Mahindra Susten
- Formerly: Mahindra EPC Services Pvt. Ltd.
- Type: Private
- Industry: Renewable energy
- Founded: 2010; 16 years ago
- Headquarters: ‹See TfM›Marol, Andheri, Mumbai, Maharashtra, India
- Area served: Worldwide
- Services: Solar power plants, Solar telecom towers, turnkey EPC solutions^{[buzzword]}
- Number of employees: 800 (2016-17)
- Parent: Mahindra & Mahindra Limited
- Website: www.mahindrasusten.com

= Mahindra Susten =

Indian renewable energy company

Mahindra Susten (formerly Mahindra EPC Services Pvt. Ltd.) is an Indian company in renewable energy industry and is part of the Mahindra Group. They are a portfolio company under the Cleantech arm of Mahindra Partners.

In April 2013, Mahindra EPC had its 20 MW solar power project at Bikaner enlisted in the Ministry of New and Renewable Energy's MNRE (India) merit list for early commissioning for Phase I, Batch II of the National Solar Mission.

On 2 February 2015, the company was renamed Mahindra Susten. Susten is derived from the words Sustainability and Enabler.

==History==

Logo of the company when it was known as Mahindra EPC

The company commenced its services in 2011 in the renewable energy space with the turnkey execution of utility scale, commercial, and industrial rooftop Solar PV projects.

In 2011, the company received the highest CRISIL–MNRE rating of SP1A for off-grid solar PV system. The company diversified its business into telecom tower solarization, which are presently run on diesel.

Mahindra Susten has also been named the Utility Solar EPC of the year for 2014 and 2015 by Bridge to India.

== Solar power plants==
=== Distributed and Utility scale ===
Mahindra Susten built utility scale and distributed solar PV plants for clients including Softbank, SunEdison, Infosys, JK Tyres, Tech Mahindras.

=== Auto Consortium Project, Tamil Nadu, India ===
Mahindra EPC in November 2013, finished installation of a 3.18 MWp solar PV power plant for an Auto Consortium in the state of Tamil Nadu.

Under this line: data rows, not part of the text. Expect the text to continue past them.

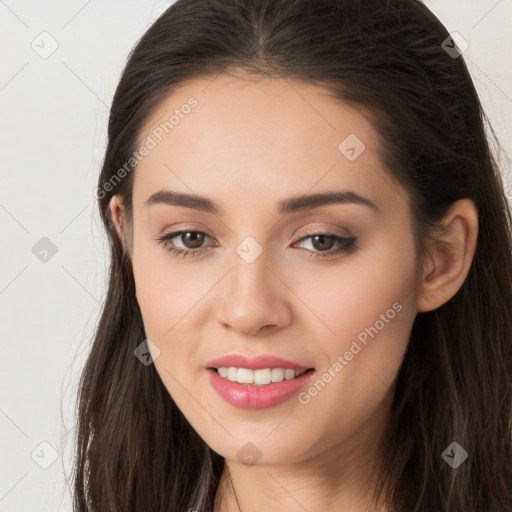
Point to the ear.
(450, 256)
(118, 217)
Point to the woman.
(308, 303)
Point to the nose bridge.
(253, 295)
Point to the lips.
(255, 363)
(249, 396)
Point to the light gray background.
(53, 114)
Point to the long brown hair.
(135, 451)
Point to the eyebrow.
(284, 207)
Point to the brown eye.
(192, 239)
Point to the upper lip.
(255, 363)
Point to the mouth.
(252, 389)
(259, 377)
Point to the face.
(263, 272)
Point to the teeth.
(258, 377)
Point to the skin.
(249, 143)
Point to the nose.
(255, 298)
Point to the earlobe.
(451, 256)
(117, 216)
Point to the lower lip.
(250, 396)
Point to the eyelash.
(348, 245)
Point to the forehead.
(258, 136)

With an estimated total project capacity of 50 MWp, this group of India's seven leading auto component manufacturers have pledged an investment of over INR₹3.25 billion for captive consumption of clean energy.

=== 30 MW Solar PV Thin Film Plant near Jodhpur, Rajasthan, India ===
Comprising two separate projects of 10 MW and 20 MW, this installation under the second batch of Phase I of the Jawaharlal Nehru National Solar Mission (JNNSM), was commissioned in February 2013. With an annual generation in excess of 50 million units of energy this installation is expected to generate a carbon offset of nearly 40,000 MT of CO_{2} annually.

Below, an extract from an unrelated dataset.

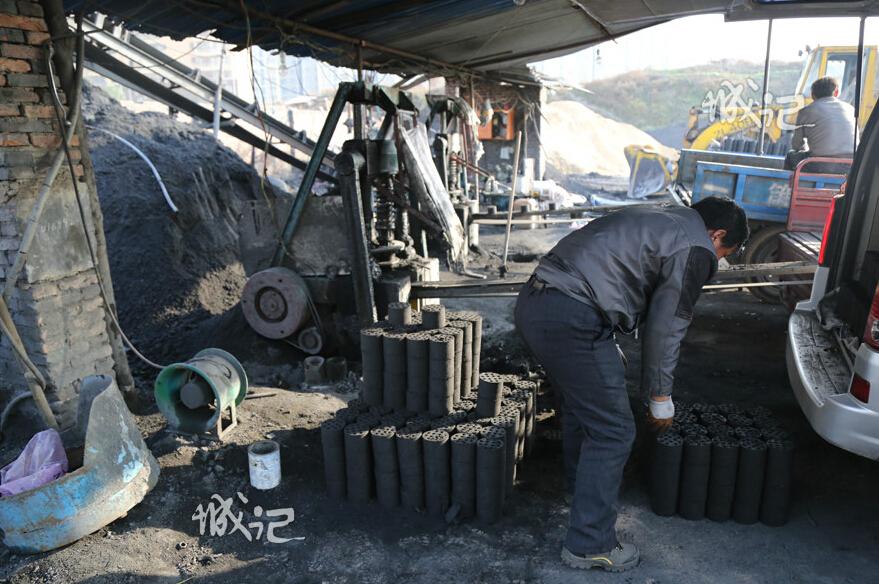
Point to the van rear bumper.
(820, 379)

=== 20 MW Solar PV Thin Film Plant near Bikaner, Rajasthan, India ===
In January 2013, Mahindra EPC commissioned their 20 MW plant near Bikaner which was then the first installation to have been completed under the Indian government’s JNNSM Phase 1 Batch 2 initiative. The project utilizes a total of 270,000 thin-film PV modules supplied by First Solar. Spread across an area of 180 acres, the 20MWp solar PV plant is equipped to supply more than 38 million units of energy per year and is expected to displace nearly 30,000 MT of CO_{2} annually.

=== 5 MW Solar PV Single Axis Tracker Plant near Jodhpur, Rajasthan, India ===
Near Jodhpur, this 5 MW installation generates a high output per MW with its single axis tracker technology that maximises energy from the sun. Under the Indian government’s JNNSM Phase 1 Batch 1 initiative, the plant was the first to get connected to the state’s electrical grid, having been commissioned in January 2012.

=== 2 MW Solar PV Thin Film Plant at Lucknow in Uttar Pradesh, India ===
The plant at Lucknow was the first megawatt-scale installation in Uttar Pradesh (northern India), and was connected to the grid in January 2012, with a construction period of 71 days.

== Single Axis Solar Tracker (MSAT100) ==
Mahindra Susten has developed products aimed at increasing the efficiency and throughputs of Solar PV plants across all scales. The MSAT100 is an indigenously designed and developed tracker which can help to substantially increase the generation potential of any solar setup. The company has supplied 500+ trackers & installed 226.04+ MW tracker at sites in Tamil Nadu, Andhra Pradesh, Telangana, and Thailand.